III.3. Análisis del caso concreto
Inicialmente con carácter previo a la identificación del objeto procesal, resulta conveniente describir el contexto procesal en el que se circunscribe el mismo; así, de los antecedentes descritos en las Conclusiones de esta Sentencia Constitucional Plurinacional, se evidencia que en el proceso penal seguido por el Ministerio Público a instancia de AA contra Héctor Lima Condori -ahora accionante-, por la presunta comisión del delito de violación de infante, niña, niño o adolescente con agravante, el Juez de Instrucción Penal Primero de la Capital del departamento de Potosí, dispuso mediante Auto Interlocutorio 716 de 14 de julio de 2021, su detención preventiva en el Centro Penitenciario Santo Domingo de Cantumarca del mencionado departamento, con base a lo previsto en los arts. 233.1, 2 y 3; 234.7; y, 235.2 del CPP (Conclusión II.1).
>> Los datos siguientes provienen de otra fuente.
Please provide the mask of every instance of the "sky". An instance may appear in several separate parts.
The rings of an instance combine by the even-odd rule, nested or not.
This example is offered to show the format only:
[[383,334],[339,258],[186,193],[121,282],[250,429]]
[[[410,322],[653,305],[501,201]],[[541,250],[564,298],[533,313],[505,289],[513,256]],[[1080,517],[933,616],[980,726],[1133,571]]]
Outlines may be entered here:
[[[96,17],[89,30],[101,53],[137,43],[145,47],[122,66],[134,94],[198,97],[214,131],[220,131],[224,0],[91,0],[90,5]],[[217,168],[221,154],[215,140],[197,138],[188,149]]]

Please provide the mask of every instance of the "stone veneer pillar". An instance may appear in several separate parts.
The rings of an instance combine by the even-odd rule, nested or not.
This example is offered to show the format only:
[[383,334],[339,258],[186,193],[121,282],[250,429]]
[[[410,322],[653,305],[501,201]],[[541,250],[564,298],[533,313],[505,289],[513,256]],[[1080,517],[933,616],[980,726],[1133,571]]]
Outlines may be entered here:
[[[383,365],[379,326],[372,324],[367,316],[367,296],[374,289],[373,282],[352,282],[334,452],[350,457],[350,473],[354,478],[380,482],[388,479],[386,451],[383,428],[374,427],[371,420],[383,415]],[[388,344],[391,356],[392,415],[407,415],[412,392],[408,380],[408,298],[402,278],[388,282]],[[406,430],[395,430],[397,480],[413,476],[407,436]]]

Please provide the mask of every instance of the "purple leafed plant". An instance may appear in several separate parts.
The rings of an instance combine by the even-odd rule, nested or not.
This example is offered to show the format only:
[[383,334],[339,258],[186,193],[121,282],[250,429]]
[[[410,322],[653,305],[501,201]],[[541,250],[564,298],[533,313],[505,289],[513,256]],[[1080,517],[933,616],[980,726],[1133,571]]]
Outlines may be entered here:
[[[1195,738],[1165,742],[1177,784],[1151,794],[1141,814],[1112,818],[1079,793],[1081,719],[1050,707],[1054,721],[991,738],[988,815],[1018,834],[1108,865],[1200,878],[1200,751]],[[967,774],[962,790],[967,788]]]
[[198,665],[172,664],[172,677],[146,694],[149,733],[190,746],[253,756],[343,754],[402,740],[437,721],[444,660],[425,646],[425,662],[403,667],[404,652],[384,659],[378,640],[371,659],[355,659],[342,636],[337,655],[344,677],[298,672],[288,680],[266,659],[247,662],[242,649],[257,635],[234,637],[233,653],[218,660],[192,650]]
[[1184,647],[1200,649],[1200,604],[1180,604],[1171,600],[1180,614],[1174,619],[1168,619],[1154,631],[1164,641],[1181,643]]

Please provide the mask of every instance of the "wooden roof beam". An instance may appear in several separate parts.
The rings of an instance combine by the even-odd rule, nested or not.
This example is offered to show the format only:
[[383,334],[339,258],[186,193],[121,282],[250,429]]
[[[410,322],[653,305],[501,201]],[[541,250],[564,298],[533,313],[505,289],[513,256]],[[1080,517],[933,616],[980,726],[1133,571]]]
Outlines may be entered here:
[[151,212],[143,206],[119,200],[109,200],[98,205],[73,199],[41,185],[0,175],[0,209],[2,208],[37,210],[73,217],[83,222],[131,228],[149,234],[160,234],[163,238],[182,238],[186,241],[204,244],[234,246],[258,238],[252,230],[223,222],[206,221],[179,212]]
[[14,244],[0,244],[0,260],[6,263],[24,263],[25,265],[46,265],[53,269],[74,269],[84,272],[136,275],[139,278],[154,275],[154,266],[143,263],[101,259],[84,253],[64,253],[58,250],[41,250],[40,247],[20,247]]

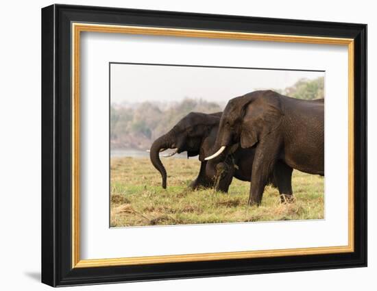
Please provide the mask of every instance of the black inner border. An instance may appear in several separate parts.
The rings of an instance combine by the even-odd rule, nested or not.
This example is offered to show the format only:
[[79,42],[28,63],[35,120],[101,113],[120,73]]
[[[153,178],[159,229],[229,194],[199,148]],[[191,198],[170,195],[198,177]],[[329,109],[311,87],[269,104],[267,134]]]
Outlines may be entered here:
[[[112,64],[126,64],[126,65],[136,65],[136,66],[180,66],[180,67],[188,67],[188,68],[230,68],[230,69],[245,69],[245,70],[265,70],[265,71],[300,71],[300,72],[318,72],[318,73],[326,73],[324,70],[304,70],[304,69],[296,69],[296,68],[254,68],[254,67],[242,67],[242,66],[204,66],[204,65],[190,65],[190,64],[152,64],[152,63],[136,63],[136,62],[109,62],[108,63],[108,70],[109,70],[109,77],[108,77],[108,97],[109,97],[109,108],[108,108],[108,114],[109,114],[109,125],[108,125],[108,145],[109,145],[109,192],[108,192],[108,201],[109,201],[109,209],[108,209],[108,225],[109,228],[117,228],[111,227],[111,144],[110,144],[110,136],[111,136],[111,65]],[[246,94],[246,93],[245,93]],[[233,98],[233,97],[232,97]],[[195,225],[200,225],[199,223]],[[171,225],[165,225],[165,226],[171,226]],[[143,227],[143,226],[139,225],[135,227]]]

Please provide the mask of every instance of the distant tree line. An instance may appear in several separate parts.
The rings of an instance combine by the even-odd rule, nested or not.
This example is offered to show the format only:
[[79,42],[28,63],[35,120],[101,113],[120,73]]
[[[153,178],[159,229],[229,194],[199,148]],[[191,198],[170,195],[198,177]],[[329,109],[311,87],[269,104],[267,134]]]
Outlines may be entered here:
[[213,102],[185,99],[166,109],[151,102],[134,107],[110,107],[110,145],[112,149],[149,149],[158,137],[170,130],[191,112],[213,113],[221,110]]
[[276,90],[280,94],[299,99],[313,100],[325,97],[325,79],[319,77],[308,80],[301,79],[291,87]]
[[[324,78],[302,79],[280,94],[300,99],[324,98]],[[158,137],[170,130],[191,112],[213,113],[223,106],[202,99],[185,99],[169,107],[151,102],[130,106],[110,107],[110,145],[112,149],[147,149]]]

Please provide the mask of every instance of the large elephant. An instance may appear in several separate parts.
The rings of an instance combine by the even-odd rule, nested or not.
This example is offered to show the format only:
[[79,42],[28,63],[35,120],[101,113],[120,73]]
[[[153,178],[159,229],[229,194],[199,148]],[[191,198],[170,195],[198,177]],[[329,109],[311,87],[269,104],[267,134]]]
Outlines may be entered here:
[[[255,91],[228,103],[221,118],[212,153],[206,160],[221,162],[230,148],[239,143],[255,149],[248,203],[260,205],[276,165],[324,175],[324,103],[306,101],[271,90]],[[284,184],[282,176],[276,177]],[[288,194],[290,193],[283,193]]]
[[[167,149],[174,149],[168,155],[184,151],[187,152],[188,157],[199,155],[200,170],[197,177],[190,185],[193,189],[215,188],[219,191],[227,192],[233,177],[242,181],[250,181],[252,168],[249,165],[253,162],[254,149],[241,149],[239,144],[234,144],[223,161],[204,160],[214,147],[221,113],[189,113],[169,132],[154,142],[150,149],[151,162],[162,175],[164,188],[167,186],[167,173],[159,154]],[[269,181],[276,185],[274,176],[282,177],[280,179],[284,180],[284,184],[280,186],[279,191],[291,194],[291,168],[278,164]]]

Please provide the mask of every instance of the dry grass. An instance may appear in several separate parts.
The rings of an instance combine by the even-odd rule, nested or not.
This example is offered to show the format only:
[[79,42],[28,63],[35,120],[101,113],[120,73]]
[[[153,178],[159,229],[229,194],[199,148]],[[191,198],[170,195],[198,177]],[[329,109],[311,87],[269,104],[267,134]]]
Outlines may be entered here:
[[324,215],[324,178],[293,172],[295,201],[282,204],[267,186],[260,207],[247,205],[250,183],[233,179],[228,194],[212,189],[191,191],[197,160],[165,159],[167,189],[147,158],[112,158],[112,227],[321,219]]

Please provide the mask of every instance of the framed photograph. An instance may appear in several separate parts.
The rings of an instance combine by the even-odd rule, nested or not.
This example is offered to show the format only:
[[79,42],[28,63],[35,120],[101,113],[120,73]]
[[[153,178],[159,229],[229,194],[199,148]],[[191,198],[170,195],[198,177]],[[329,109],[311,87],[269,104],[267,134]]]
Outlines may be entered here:
[[367,266],[367,25],[42,10],[42,281]]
Posteriormente, ante la solicitud de cesación de su detención preventiva, el Tribunal de Sentencia Penal Tercero de la Capital del departamento de Potosí, por Auto Interlocutorio 11 de 17 de enero de 2022, determinó no dar lugar a este requerimiento, al establecer la subsistencia de los riesgos procesales previstos en los arts. 234.7 y 235.2 del CPP; por lo que, la parte accionante -en la misma audiencia- al considerar esta determinación lesiva a sus derechos constitucionales apeló incidentalmente ese fallo; el cual radicó en la Sala Penal Primera del Tribunal Departamental de Justicia de Potosí, en la que, mediante Auto de Vista 28/2022 de 28 de enero, la Vocal ahora accionada declaró improcedente el recurso de apelación incidental presentado por el accionante y confirmó el Auto Interlocutorio 11 (Conclusiones II.2 y II.3).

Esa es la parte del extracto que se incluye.